Mr. Booker’s Summer Vacation
Author: Mark Lages
Length: 312 pages
***THIS BOOK WAS RECEIVED FROM A GOODREADS GIVEAWAY***
Can we please stop using fiction as an avenue to whine and complain about the state of current affairs? Books like Mr. Booker’s Summer Vacation and Nobel Peace Prize do nothing other than highlight how broken society is, all the while never providing any actual solutions to these problems. The only way these authors think they can get away with it is by packaging it as “fiction.” Let’s face it, just title the book, Things are terrible and here’s why everyone else is to blame and put it in the non-fiction section.

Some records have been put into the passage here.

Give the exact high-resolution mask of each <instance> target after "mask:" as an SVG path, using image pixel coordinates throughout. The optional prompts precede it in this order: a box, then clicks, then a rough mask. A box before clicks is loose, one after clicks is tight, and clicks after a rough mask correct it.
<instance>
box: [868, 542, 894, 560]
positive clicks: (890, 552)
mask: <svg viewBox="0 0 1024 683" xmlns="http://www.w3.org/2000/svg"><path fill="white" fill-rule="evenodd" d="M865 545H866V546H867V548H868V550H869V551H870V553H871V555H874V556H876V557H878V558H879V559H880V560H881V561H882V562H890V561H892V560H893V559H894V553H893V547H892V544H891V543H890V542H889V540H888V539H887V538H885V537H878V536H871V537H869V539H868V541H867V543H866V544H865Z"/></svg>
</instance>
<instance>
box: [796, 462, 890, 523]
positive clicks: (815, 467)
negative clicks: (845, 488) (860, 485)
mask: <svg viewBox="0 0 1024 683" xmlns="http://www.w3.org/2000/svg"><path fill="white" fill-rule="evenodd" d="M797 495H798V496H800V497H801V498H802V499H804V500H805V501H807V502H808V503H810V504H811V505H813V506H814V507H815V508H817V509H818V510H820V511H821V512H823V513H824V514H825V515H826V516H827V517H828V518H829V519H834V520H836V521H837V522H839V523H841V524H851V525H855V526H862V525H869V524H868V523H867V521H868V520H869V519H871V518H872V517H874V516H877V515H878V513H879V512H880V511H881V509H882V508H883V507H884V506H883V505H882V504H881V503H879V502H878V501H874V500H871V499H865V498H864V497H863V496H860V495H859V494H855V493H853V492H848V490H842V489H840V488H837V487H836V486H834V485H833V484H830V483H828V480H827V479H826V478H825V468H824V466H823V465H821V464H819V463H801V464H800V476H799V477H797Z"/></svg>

Regarding Mr. Booker’s Summer Vacation, I couldn’t figure out who the target audience was. It’s written in a clipped, repetitive, redundant, and childish prose that makes me think it’s targeted toward children. However, with sexual situations (including a story about rape), violent and unnecessary subplots, and a sprinkling of profanity, I would never give this book to a child to read. If it’s supposed to be geared toward adults, then it’s a super-judgmental narrative that makes the author seem “holier than thou.” What bugs me the most about this is that it’s so American-centric. Why bash the USA so much, but fail to mention the Holocaust, or the genocide in Africa, or the rape of Nanking? If aliens are supposed to determine humanity’s fate, why focus on just one country’s terrible actions?

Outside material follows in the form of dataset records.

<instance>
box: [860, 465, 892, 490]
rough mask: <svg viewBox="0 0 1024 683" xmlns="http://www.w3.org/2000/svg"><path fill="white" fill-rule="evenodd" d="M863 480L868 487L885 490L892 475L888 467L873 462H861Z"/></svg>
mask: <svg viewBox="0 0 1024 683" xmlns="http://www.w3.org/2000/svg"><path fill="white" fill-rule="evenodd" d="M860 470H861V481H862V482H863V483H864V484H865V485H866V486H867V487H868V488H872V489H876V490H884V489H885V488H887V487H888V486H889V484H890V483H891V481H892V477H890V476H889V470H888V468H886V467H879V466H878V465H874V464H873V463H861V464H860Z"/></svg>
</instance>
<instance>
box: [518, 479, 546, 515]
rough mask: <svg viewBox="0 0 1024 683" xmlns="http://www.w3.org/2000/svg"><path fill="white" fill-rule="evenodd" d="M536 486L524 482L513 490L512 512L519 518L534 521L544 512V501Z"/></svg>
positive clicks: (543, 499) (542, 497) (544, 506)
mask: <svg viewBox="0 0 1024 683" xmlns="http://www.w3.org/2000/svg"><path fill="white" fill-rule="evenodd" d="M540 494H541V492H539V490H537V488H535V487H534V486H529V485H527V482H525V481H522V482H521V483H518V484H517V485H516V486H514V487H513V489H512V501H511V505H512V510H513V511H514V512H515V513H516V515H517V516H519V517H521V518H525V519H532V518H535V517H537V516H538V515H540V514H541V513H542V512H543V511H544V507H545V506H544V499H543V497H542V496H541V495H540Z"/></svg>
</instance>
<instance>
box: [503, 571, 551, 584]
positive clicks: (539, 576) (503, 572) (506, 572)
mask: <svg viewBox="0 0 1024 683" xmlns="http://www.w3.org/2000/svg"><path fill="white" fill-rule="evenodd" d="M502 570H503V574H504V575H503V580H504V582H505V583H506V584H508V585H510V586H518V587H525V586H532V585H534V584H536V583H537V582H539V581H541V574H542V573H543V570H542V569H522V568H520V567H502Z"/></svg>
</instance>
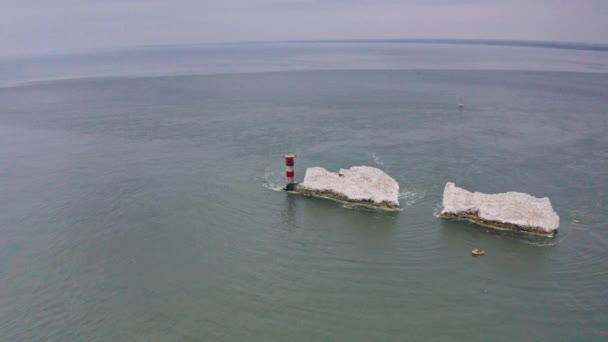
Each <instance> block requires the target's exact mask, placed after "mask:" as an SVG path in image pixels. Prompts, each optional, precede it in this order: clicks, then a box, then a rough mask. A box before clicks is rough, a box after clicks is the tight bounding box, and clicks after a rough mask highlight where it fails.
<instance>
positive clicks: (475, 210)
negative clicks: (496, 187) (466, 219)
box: [440, 183, 559, 236]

As far as the writing goes, there are plenty of amateur mistakes permeating the narrative. The framing device of the author telling this person’s story is unnecessary and pulled me out of the “story” more often than not. Furthermore, it’s hard to keep reading a story when it starts with “I want to keep this man’s identity a secret,” followed by tons of specific details about this man dropped in one huge exposition dump. The dialogue was flat, repetitive (as in, “is there an echo in here?”), and unemotional, even to the point where I thought all the characters (including the human) were robots. The flashbacks and flash-forward were unnecessary and never made me empathize with the main character at all.
A judgmental and poorly written book, I give Mr. Booker’s Summer Vacation 1.5 stars out of 5.